Decided that I wanted to make either sweet and sour prawns or garlic prawns, but didn't know how to make either. Called up dad. He gave me a rough recipe over the phone. All quantities were "to taste", so I decided to give it a try.

Ingredients:

  • Prawns (200gms)
  • Tomato Ketchup (to taste)
  • Pineapple Juice (to taste)
  • Salt, Sugar, Chilli Powder, Ginger Garlic paste
  • Vinegar (optional, again, to taste)
  • Soya Sauce (1 tsp)
  • Corn flour/Maida (refined wheat flour)
  • Carrots, cauliflower, spring onions (quantity as you see fit)

Method:

  1. Chop up carrots into longish slices (diagonally is nice). Break onions into petals.
  2. Keep prawns ready (not frozen or cold, should be at room temperature)
  3. Mix tomato ketchup and Pineapple juice, adding to taste in a saucepan
  4. Heat on low flame
  5. Add salt, sugar, chilli powder and ginger-garlic paste
  6. Mix in some corn flour or maida to increase thickness. Stir continuously to avoid forming lumps. Keep stirring until it turns translucent.
  7. Add in vinegar if necessary for taste and soya sauce.
  8. Add in prawns
  9. Add in carrots
  10. Bring to a boil while stirring continuously. Boil for about 5-10 minutes depending on freshness of prawns.
  11. Simmer to get rid of excess liquid if necessary.
I made a few mistakes though. I used frozen prawns and they weren't completely defrosted when I put them in, so they didn't cook completely. The sauce however turned out well.

Other options:

Pre-boil the prawns, or deep fry them in a batter made out of maida/corn flour and bound with egg (you can use just the egg white if you don't want the yolk).

Saturday, January 15, 2005

Walking down Seppings Road, Bangalore

At about 3:45pm, Tahir and I went looking for lunch. The initial plan was to go down to MG Road and eat somewhere there, but as we walked down St. John's Church road, I noticed a road that neither of us had ever been down. Turned onto Seppings road and decided to enter the first eating place we found.

The first one was Tea Corner, and we got in there and had tea (Tahir says it was brown milk). 2 glasses for Rs.5.

Moved on from there, and came across a large temple.
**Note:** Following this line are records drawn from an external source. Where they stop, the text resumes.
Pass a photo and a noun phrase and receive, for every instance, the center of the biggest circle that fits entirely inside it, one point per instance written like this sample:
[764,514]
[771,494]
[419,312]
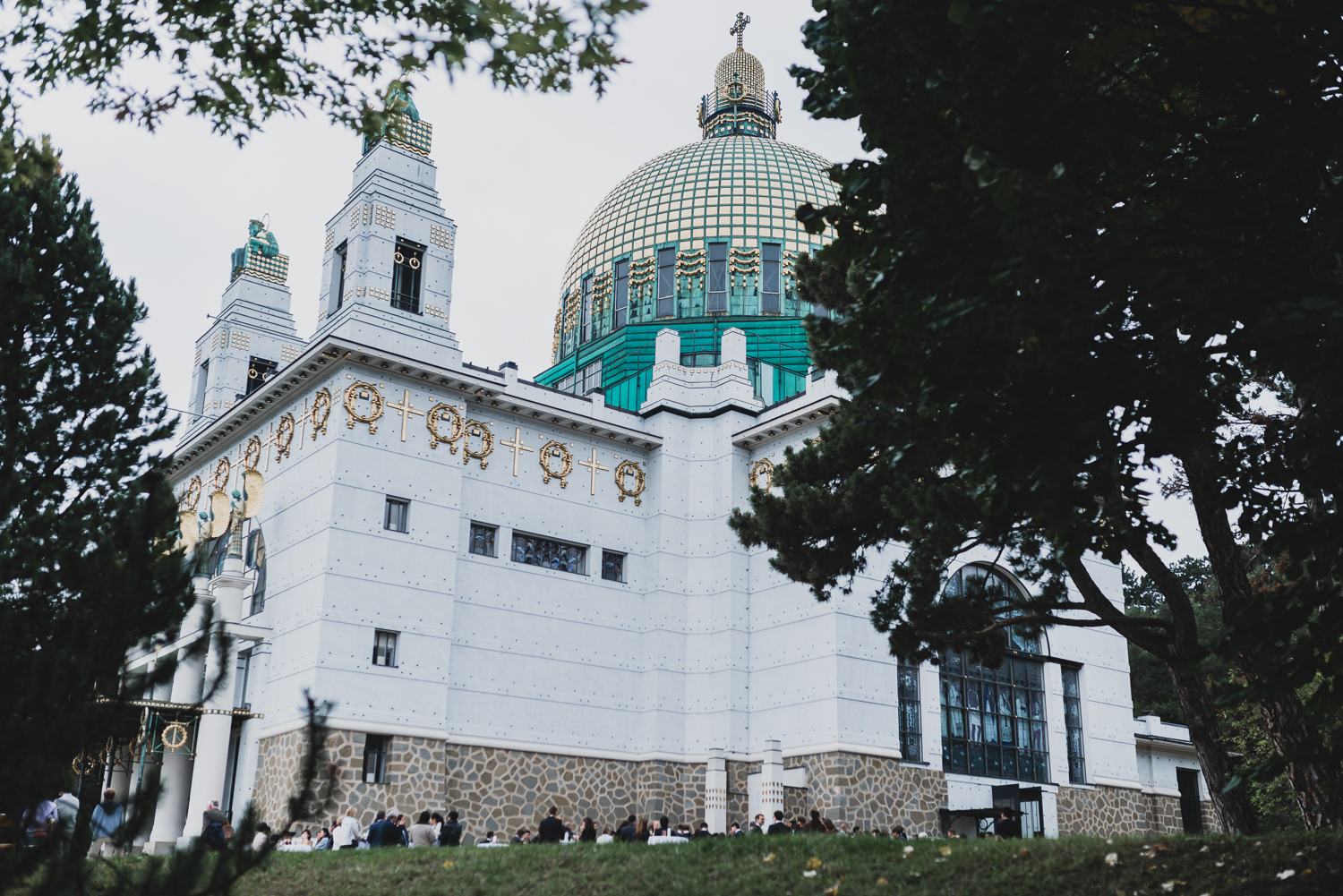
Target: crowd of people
[395,829]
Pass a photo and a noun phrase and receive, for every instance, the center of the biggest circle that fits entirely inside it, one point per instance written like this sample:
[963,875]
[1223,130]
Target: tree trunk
[1201,716]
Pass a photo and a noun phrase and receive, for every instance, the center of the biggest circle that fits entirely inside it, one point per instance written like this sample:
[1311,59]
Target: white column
[716,793]
[175,774]
[211,764]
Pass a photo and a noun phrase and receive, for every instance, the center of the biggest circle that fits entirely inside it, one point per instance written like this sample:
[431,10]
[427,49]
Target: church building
[524,593]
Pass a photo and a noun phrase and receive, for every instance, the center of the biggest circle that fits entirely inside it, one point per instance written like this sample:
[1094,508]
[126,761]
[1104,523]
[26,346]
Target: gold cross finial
[740,27]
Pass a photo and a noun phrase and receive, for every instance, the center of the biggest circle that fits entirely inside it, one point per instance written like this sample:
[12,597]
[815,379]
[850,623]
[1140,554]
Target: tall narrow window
[911,730]
[201,381]
[717,277]
[338,274]
[1074,721]
[586,311]
[770,278]
[406,276]
[622,293]
[384,648]
[375,759]
[398,515]
[666,282]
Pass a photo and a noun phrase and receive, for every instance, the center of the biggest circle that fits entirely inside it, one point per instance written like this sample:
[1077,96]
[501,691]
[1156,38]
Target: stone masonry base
[504,790]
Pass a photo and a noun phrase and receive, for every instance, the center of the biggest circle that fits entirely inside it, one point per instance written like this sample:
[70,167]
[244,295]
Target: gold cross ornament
[407,411]
[518,446]
[594,466]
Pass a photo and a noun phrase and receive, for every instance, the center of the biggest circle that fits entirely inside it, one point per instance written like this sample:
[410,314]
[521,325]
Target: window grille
[717,277]
[911,727]
[552,555]
[406,276]
[666,282]
[1074,721]
[993,721]
[384,649]
[398,515]
[612,566]
[375,759]
[622,293]
[586,311]
[483,541]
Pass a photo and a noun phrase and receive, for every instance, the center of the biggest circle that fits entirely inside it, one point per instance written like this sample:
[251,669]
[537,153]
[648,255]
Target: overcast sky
[518,172]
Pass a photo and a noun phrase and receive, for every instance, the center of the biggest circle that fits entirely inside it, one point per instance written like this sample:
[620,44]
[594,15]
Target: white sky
[518,172]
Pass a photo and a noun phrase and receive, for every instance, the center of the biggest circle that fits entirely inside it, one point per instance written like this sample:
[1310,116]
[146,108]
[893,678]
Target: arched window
[993,721]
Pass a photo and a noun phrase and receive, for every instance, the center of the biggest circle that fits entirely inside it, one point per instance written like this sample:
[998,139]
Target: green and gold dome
[701,239]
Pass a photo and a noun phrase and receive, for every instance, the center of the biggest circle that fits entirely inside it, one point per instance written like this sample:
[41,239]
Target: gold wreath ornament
[284,437]
[556,450]
[218,514]
[475,427]
[321,410]
[191,498]
[254,492]
[222,472]
[175,735]
[762,468]
[623,471]
[456,429]
[375,408]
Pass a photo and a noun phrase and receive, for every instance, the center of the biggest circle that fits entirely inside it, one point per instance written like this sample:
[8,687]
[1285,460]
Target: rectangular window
[241,678]
[911,729]
[406,276]
[612,566]
[338,274]
[622,293]
[552,555]
[586,311]
[201,381]
[717,277]
[483,541]
[375,759]
[993,721]
[384,649]
[1074,721]
[770,278]
[398,515]
[666,282]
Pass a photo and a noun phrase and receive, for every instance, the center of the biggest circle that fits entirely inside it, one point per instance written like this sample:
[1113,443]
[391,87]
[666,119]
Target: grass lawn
[781,866]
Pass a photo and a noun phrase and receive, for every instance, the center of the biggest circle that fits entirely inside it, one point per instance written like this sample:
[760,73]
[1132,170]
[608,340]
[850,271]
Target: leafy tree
[239,64]
[1093,235]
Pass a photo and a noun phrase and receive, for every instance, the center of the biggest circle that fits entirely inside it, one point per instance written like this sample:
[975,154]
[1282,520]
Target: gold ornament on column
[454,430]
[762,468]
[475,427]
[623,471]
[556,450]
[375,408]
[285,435]
[321,410]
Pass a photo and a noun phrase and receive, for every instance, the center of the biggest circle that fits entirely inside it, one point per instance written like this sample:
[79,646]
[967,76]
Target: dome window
[666,282]
[770,278]
[717,278]
[622,293]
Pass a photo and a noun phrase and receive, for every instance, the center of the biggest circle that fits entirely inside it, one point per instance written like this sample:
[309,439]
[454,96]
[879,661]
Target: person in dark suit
[552,829]
[450,834]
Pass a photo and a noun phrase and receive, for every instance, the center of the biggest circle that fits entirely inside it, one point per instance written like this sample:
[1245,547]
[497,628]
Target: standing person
[551,831]
[67,810]
[212,825]
[105,825]
[422,832]
[451,832]
[346,833]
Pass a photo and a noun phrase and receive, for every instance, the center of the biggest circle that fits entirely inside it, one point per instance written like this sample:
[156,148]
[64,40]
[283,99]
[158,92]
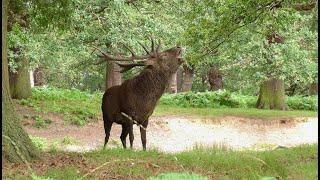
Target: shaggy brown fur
[137,97]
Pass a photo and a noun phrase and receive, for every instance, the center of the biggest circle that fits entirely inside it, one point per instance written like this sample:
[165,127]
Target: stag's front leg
[124,134]
[107,128]
[131,136]
[144,134]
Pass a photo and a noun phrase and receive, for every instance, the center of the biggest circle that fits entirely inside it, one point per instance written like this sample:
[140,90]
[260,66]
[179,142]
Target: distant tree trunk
[113,75]
[172,88]
[15,140]
[38,77]
[291,89]
[187,79]
[20,81]
[272,95]
[272,92]
[313,89]
[179,80]
[31,79]
[215,79]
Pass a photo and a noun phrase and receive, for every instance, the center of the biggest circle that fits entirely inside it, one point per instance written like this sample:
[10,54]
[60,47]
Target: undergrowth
[204,163]
[79,107]
[226,99]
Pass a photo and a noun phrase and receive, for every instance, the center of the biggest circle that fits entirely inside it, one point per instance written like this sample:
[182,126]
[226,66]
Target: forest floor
[168,137]
[172,134]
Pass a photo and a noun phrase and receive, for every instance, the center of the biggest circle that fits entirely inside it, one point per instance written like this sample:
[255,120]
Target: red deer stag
[135,99]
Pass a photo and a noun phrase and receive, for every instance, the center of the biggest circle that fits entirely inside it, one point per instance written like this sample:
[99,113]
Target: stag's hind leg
[144,134]
[131,136]
[107,129]
[124,134]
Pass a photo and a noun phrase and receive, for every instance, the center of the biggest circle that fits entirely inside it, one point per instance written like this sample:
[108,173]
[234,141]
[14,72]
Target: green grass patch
[76,106]
[289,163]
[293,163]
[239,112]
[226,99]
[81,107]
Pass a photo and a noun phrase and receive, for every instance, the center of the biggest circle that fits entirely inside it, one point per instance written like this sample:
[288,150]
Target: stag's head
[167,61]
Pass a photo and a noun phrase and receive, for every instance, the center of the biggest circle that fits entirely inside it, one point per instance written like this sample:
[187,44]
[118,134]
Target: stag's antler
[136,60]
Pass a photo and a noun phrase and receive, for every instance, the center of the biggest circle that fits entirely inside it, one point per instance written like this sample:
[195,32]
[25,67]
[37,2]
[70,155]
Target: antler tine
[158,47]
[127,67]
[128,48]
[152,44]
[145,49]
[112,58]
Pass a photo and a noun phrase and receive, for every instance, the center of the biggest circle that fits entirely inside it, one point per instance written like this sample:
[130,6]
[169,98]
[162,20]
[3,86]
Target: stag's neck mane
[151,83]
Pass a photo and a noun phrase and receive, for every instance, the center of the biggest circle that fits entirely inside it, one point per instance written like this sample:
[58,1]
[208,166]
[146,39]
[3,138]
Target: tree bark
[20,85]
[179,80]
[187,79]
[38,77]
[31,78]
[313,89]
[16,143]
[113,75]
[215,79]
[272,95]
[172,88]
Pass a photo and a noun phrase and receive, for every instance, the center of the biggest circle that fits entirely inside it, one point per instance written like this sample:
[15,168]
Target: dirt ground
[176,134]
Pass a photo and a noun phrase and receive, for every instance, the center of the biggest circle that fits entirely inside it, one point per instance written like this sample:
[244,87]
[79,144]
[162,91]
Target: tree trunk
[20,81]
[38,77]
[272,95]
[113,75]
[313,89]
[172,88]
[16,143]
[215,79]
[31,78]
[187,79]
[179,80]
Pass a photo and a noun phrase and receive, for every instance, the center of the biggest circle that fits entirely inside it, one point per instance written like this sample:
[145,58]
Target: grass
[293,163]
[162,110]
[79,108]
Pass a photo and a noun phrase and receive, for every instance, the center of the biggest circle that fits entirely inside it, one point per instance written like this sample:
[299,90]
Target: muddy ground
[178,133]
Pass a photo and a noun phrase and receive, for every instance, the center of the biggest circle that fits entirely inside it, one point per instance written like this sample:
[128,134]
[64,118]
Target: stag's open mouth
[179,52]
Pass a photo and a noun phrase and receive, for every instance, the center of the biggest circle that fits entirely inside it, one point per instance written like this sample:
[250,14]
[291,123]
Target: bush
[306,103]
[223,98]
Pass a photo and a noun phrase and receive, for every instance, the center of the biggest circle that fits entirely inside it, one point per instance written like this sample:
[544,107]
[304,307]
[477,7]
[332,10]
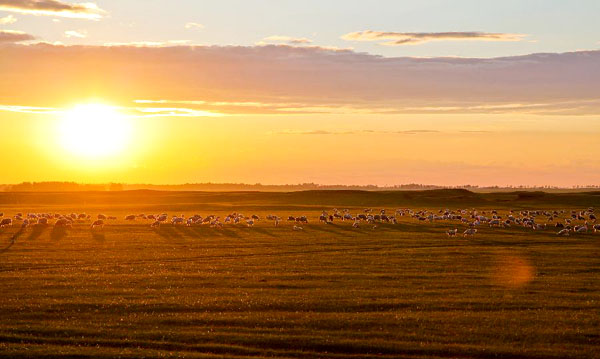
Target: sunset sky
[332,92]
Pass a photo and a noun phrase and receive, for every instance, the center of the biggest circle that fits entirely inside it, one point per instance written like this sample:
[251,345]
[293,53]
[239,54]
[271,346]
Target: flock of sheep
[566,222]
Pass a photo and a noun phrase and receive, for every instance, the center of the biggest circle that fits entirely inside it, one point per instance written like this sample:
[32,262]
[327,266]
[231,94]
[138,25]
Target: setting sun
[94,131]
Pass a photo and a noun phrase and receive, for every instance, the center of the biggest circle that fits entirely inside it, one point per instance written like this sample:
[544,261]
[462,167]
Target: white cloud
[7,20]
[11,36]
[286,39]
[86,10]
[194,25]
[80,34]
[414,38]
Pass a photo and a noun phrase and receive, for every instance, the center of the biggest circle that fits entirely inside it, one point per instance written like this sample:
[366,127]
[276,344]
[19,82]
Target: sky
[332,92]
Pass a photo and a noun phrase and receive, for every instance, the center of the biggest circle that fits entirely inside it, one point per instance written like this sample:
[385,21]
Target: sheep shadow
[168,232]
[263,231]
[58,233]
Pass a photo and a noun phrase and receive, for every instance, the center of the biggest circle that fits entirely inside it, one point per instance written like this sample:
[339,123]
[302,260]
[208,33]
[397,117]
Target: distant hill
[227,187]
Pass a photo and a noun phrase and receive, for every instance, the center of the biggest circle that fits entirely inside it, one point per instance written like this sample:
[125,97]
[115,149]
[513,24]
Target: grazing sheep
[302,219]
[177,220]
[563,232]
[470,232]
[97,224]
[581,229]
[62,222]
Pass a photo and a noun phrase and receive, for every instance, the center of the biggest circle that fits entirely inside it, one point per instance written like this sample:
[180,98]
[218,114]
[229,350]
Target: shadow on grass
[263,231]
[168,232]
[58,233]
[36,232]
[98,236]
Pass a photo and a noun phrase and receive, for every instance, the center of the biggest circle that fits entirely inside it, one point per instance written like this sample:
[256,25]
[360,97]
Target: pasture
[327,291]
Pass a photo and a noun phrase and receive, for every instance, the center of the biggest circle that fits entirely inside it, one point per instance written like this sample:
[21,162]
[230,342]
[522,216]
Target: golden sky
[288,110]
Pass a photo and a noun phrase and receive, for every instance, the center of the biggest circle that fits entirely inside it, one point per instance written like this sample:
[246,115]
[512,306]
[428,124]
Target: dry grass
[329,291]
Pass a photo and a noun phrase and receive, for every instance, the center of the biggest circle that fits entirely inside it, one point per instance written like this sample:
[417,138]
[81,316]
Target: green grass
[330,291]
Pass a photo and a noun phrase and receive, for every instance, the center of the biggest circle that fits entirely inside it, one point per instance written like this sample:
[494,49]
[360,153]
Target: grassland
[329,291]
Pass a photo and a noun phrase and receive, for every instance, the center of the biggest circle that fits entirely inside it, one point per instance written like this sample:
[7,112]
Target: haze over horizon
[338,92]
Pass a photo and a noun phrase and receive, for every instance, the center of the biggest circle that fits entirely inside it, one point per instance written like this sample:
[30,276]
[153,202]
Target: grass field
[329,291]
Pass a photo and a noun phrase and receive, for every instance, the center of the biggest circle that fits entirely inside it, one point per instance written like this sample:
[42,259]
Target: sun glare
[94,131]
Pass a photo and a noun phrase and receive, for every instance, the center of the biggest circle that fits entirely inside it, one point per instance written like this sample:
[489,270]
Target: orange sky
[298,112]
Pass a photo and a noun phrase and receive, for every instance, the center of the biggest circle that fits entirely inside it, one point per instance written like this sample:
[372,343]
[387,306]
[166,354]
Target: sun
[94,131]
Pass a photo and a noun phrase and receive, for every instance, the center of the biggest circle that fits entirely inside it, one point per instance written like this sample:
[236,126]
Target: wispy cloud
[350,132]
[7,20]
[168,43]
[415,38]
[10,36]
[28,109]
[194,25]
[279,39]
[76,33]
[87,10]
[286,79]
[173,112]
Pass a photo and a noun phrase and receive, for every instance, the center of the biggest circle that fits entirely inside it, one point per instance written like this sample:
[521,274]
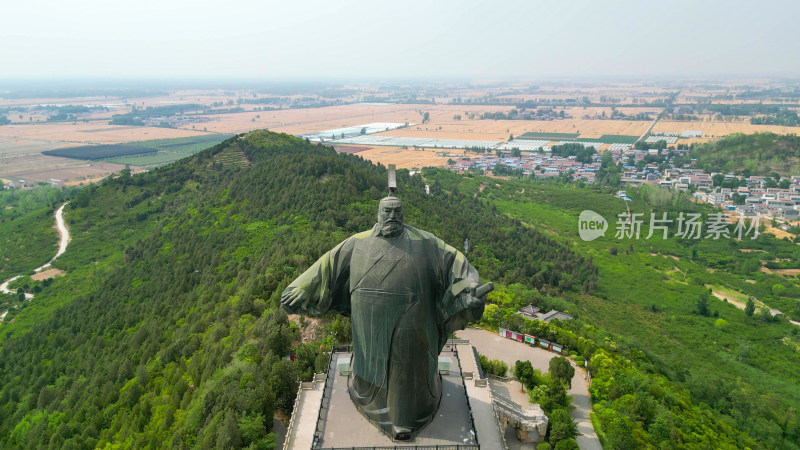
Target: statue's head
[390,216]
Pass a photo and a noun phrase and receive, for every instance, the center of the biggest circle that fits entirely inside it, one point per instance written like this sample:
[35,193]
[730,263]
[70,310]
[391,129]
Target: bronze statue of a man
[406,291]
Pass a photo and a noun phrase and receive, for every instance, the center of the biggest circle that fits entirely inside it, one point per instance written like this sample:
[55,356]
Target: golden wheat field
[713,130]
[405,158]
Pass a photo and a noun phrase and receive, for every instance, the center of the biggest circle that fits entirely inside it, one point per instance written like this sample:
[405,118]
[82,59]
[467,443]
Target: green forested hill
[165,331]
[759,154]
[686,369]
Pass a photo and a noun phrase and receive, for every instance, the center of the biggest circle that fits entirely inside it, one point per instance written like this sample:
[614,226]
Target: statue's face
[390,216]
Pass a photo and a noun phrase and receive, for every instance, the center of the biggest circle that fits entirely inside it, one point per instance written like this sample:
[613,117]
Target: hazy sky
[418,39]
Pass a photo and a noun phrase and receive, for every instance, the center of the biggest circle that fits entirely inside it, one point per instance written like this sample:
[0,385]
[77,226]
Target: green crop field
[145,153]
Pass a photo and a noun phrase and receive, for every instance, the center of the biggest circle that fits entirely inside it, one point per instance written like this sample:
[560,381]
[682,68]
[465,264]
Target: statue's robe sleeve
[458,278]
[324,286]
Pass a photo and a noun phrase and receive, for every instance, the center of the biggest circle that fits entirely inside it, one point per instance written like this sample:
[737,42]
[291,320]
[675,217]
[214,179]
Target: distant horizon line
[219,82]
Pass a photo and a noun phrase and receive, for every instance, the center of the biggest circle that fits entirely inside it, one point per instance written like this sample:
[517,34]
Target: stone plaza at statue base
[325,417]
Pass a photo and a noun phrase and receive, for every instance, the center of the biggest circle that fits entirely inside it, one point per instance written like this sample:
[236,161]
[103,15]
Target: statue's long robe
[405,295]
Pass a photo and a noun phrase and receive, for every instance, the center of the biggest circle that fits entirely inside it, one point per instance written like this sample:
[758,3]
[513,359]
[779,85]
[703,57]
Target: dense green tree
[562,370]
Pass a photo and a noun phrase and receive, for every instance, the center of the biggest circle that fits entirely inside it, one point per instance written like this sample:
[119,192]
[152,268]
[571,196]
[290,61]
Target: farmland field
[721,129]
[403,158]
[144,153]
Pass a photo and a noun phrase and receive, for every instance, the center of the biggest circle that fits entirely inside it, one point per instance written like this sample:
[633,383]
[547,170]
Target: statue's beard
[391,228]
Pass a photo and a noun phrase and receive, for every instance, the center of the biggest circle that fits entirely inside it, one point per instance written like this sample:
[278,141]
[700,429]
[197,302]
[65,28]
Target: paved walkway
[495,347]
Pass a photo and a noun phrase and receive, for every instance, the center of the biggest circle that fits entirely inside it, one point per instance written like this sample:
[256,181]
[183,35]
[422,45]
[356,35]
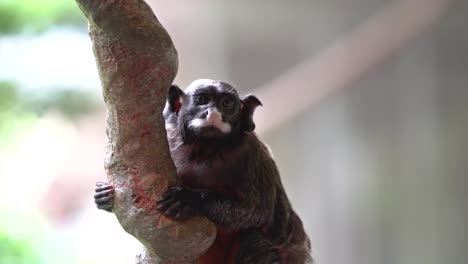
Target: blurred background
[365,108]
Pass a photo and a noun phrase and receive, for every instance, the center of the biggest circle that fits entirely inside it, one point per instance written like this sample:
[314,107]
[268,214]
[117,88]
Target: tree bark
[137,63]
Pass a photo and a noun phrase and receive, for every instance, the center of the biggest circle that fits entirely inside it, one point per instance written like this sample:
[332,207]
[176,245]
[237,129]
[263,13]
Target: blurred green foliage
[35,16]
[19,110]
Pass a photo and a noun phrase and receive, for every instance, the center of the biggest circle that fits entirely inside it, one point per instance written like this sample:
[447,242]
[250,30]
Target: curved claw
[179,203]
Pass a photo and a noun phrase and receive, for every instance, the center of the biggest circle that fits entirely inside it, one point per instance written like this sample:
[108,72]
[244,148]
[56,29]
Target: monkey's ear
[248,105]
[174,98]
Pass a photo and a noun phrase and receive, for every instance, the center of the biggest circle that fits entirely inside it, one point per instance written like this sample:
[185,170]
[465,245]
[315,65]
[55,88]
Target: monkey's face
[209,110]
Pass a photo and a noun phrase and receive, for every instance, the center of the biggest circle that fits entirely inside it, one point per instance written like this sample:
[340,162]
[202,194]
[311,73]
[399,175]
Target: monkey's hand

I'm unable to pronounce the name, or remember the spelling, but it started with M and ended with amma. We entered a south indian restaurant soon after and had two plates Idli Vada - Rs.16.

Went on a bit more and got into Tea house. Had 2 glasses tea and some biscuits for Rs.8.

At this point Tahir was too full to eat anymore, although I could have stopped for pani puri or something else.

After that just walked down, taking random turns, and ended up near commercial street, from where we knew our way to MG Road.